Era giunto il momento di occuparmi del mio imminente trasloco, mi avrebbe aiutata Emma. Scatole da riempire, libri, quadri e stoviglie, vestiti e scarpe. Mancavano venti giorni esatti al mio trasferimento, avvolgevo, incartavo silenziosamente, neanche una parola con Emma. Sfogliammo le nostre foto. Momenti indimenticabili, preparai un tè caldo. Il nostro legame affettivo era davvero solido e importante, l'amicizia poteva essere più salda e duratura delle relazioni d'amore, non richiedeva costanza e continuità, viveva libera da obblighi e richieste una “vera” fonte di benessere fondata sull'autonomia nonostante un certo grado di bisogno reciproco. Squillò il mio cellulare era la signora Betty.

- Pronto! -
- Ciao Allison - la sua voce era bassa, - potresti venire da me? Non mi sento molto bene! -

Con Emma ci precipitammo da lei, la porta era chiusa si sentiva Licorice abbaiare. Presi le chiavi nel vaso davanti il portone dove la signora Betty le nascondeva per le emergenze. La trovammo a terra con il respiro affannato, il viso bianco come il gesso e gli occhi semichiusi con il suo telefono cellulare ancora stretto in mano. Un singhiozzo mi chiuse la gola. Provai ad animarla ma niente, la chiamavo e non mi rispondeva. Arrivò l'ambulanza, la lettiga veniva spinta sulla strada. Il medico:

- Non si agiti. La portiamo in ospedale -

Mentre la barella veniva caricata dentro l'ambulanza, le tenevo le mani, eravamo diretti all'ospedale Massachusetts General Hospital, i portelloni dell'ambulanza si chiusero. Cercavano di rianimarla, il monitor rimandava sempre un bip. Appena ci fermammo, fu ordinata una sala operatoria, restai in piedi fra le porte della ambulanza mentre la barella spinta correva dentro inghiottita dalle porte che si richiusero velocemente. Emma mi aveva raggiunta con la sua auto, restammo fuori in silenzio. Ora eravamo sedute su una scomoda sedia di plastica dove si sentiva l'odore tipico dell'ospedale di alcool e disinfettante. Da qualche parte infondo al corridoio c'erano le sale operatorie, lei era lì dentro, era viva o morta? Presi la testa fra le mani e ascoltai il mio respiro, erano già passate tre ore e nessuna notizia. Mandai Emma a casa da Licorice per portarla a casa da me, mi sarei presa cura di lei. Le infermiere passavano frettolosamente degnandomi appena di uno sguardo. Alle nove di sera dopo quasi quattro ore si affacciò il medico, stravolto, con il volto sudato si fermò davanti a me. Mi alzai in piedi, l'espressione grave, gli occhi arrossati, esausto. Per un istante credevo di svenire, il suo sguardo incrociò il mio.

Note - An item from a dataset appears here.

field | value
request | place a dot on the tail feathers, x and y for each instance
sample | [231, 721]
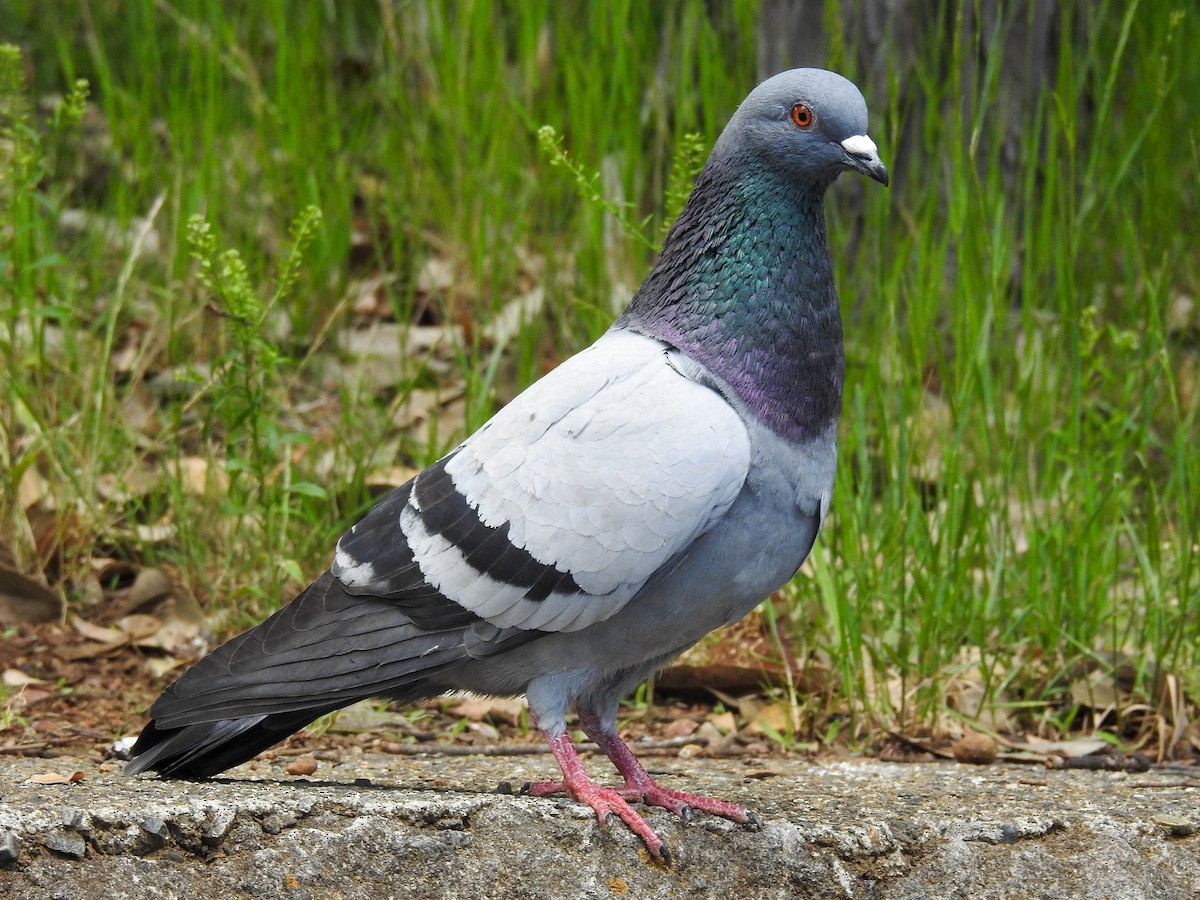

- Signora, è una parente della signora Tessent? -
- No - risposi - sono la vicina di casa non ha nessun parente qui, solo una sorella che vive in Brasile -
- La situazione è complessa, l'abbiamo operata ha avuto un'ischemia cerebrale importante -

Mi lasciai sfuggire un singhiozzo.

- Oh mio Dio! -
- Mi dispiace, l'ipotesi più probabile è che non superi la notte, è molto grave, torni a casa signora, ci lasci il suo recapito telefonico la contatteremo qualora ci fossero novità! -

Tutte le emozioni legate alla morte di mio marito e di mio padre, in quel momento tornarono a galla travolgendomi. Ero pietrificata. Non doveva lasciarmi anche lei, no... Trascorsi la notte su quella scomoda sedia in quella sala d'aspetto fredda e silenziosa. La mattina riuscii a vedere la signora Betty da dietro un vetro, dormiva ogni tanto muoveva la bocca. Mi stava lasciando per sempre. Un taxi mi lasciò di fronte casa sua, dovevo cercare tra le sue cose e non sapevo da dove iniziare, qualcosa che mi indicasse a chi rivolgermi in caso della sua morte. Sicuramente aveva pensato a tutto. Dopo aver aperto diversi cassetti, trovai una carpetta con sopra scritto il nome di un notaio, Peeter Alden, con accanto un numero telefonico. Non esitai un attimo, composi il numero e mi presentai. La segretaria confermò che era il loro studio notarile a occuparsi di tutti i beni della signora Betty, allora li informai delle sue condizioni di salute.
Con Emma tornammo in ospedale ma non c'era stato nessun miglioramento, oramai erano questioni di ore, si stava spegnendo lentamente era arrivato il momento che avevo più temuto in quegli ultimi giorni. Accanto a lei le accarezzavo la mano... Dovevo trovare il tempo di lasciarla andare... Se ne andò per sempre in quel preciso istante, il suo cuore buono e generoso si era fermato. Un'infermiera spense tutto, restai sola con lei, accarezzai i suoi morbidi capelli, bianchi, ondulati baciai la sua fronte ancora calda.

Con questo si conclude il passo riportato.